For more than a decade, Causey has enlisted local farmers to help him put up and monitor kestrel boxes. He started with five in 1980; now he makes regular house calls to check on and band the occupants of 75 nest shelters.
One May morning, Causey turns off Virginia Route 29 and pulls his pickup truck into the gravel driveway of "The Home-place Farm," home of farmer Everett Kline. It's also home to a pair of kestrels, which have produced young every spring since Causey installed a nest box on the farm five years ago. In the old days, kestrels used to nest between the barn door and hay stacked next to it, says Kline. Now that he no longer keeps hay and the barn has collapsed, he says, "I'm glad the kestrels have the nest box."
As Causey walks away from checking the kestrels' nest, a shrill klee-klee-klee pierces the air. The call, which gives the falcon another of its nicknames, "killy hawk," is a warning that, while kestrels don't mind living next door to man, there is such a thing as too much friendliness.
Despite the birds' occasional irascibility, people go out of their way to lure kestrels to their yards. Take Greg Scott, for instance, a naturalist and photographer in Gilman, Wisconsin. He builds kestrel homes by hollowing out dead trees with a chain saw.

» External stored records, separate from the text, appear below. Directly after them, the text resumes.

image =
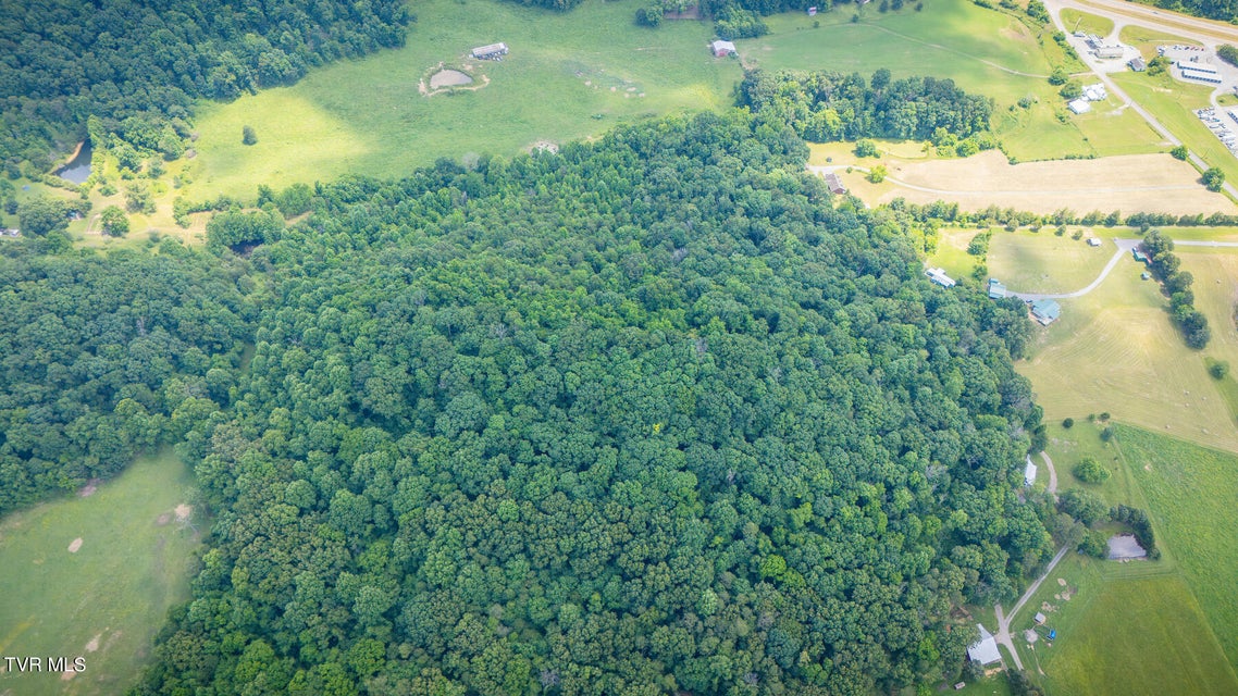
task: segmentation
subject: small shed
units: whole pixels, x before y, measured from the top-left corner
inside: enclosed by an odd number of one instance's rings
[[[954,279],[946,275],[945,269],[928,269],[925,271],[925,275],[928,276],[928,280],[942,287],[954,287]]]
[[[490,43],[488,46],[478,46],[473,50],[473,57],[480,61],[496,61],[508,54],[508,45],[503,43]]]
[[[1005,285],[1002,285],[1000,280],[998,280],[995,277],[990,277],[989,279],[989,300],[1000,300],[1000,298],[1003,298],[1005,296],[1006,296]]]
[[[836,175],[834,172],[826,173],[826,187],[829,188],[829,192],[836,196],[842,196],[843,193],[847,193],[847,187],[843,186],[843,181],[838,178],[838,175]]]
[[[1040,326],[1049,326],[1062,316],[1062,307],[1052,300],[1036,300],[1031,303],[1031,318]]]
[[[980,629],[980,639],[967,646],[967,656],[982,665],[1000,663],[1002,653],[998,650],[998,640],[993,638],[992,633],[984,630],[983,624],[976,625]]]

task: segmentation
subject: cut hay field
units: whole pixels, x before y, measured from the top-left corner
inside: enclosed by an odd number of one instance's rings
[[[1133,114],[1097,114],[1093,120],[1103,124],[1091,128],[1073,119],[1057,120],[1065,103],[1045,77],[1057,64],[1070,71],[1082,66],[1060,54],[1051,32],[966,0],[938,0],[926,4],[922,12],[909,6],[880,14],[868,6],[859,10],[857,22],[849,21],[852,14],[839,9],[813,19],[802,14],[769,17],[770,33],[738,42],[744,64],[863,74],[889,68],[895,77],[948,77],[994,98],[994,130],[1019,160],[1160,149],[1160,139]],[[1026,109],[1016,105],[1023,98],[1032,100]]]
[[[123,694],[168,608],[188,596],[201,526],[178,520],[192,477],[173,456],[135,462],[89,497],[0,521],[0,654],[82,656],[85,671],[0,670],[0,694]]]
[[[1200,175],[1191,165],[1165,154],[1010,165],[1000,152],[987,151],[954,160],[836,157],[833,163],[872,167],[878,162],[889,170],[880,185],[865,181],[859,170],[839,172],[847,187],[872,206],[905,198],[912,203],[957,202],[964,211],[1000,206],[1036,213],[1060,208],[1238,213],[1232,201],[1198,183]]]
[[[1211,104],[1211,89],[1169,77],[1148,77],[1148,73],[1114,73],[1109,77],[1192,152],[1203,157],[1208,166],[1219,167],[1227,180],[1238,181],[1238,160],[1193,113],[1193,109]]]
[[[993,251],[989,264],[1000,264]],[[1195,272],[1190,260],[1184,269]],[[1202,355],[1184,346],[1167,301],[1155,282],[1139,279],[1141,270],[1125,258],[1088,295],[1061,300],[1062,318],[1036,329],[1032,354],[1016,369],[1031,380],[1047,421],[1108,411],[1155,432],[1238,451],[1238,428]],[[1218,286],[1214,279],[1196,279],[1197,302],[1205,307],[1212,294],[1228,296],[1238,282]],[[1224,329],[1210,321],[1214,331]],[[1219,349],[1223,343],[1217,346],[1205,353],[1231,359]]]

One tree, he remembers, "had kestrels nesting in the cavity I made, starlings nesting in an old woodpecker cavity above them and woodpeckers in a new cavity at the bottom of the tree."
Fortunately for kestrels and people who like having them around, the birds aren't too choosy about the company they keep.
Virginia writer Cheryl Lyn Dybas dodged low-flying jets and territorial kestrels while researching this article.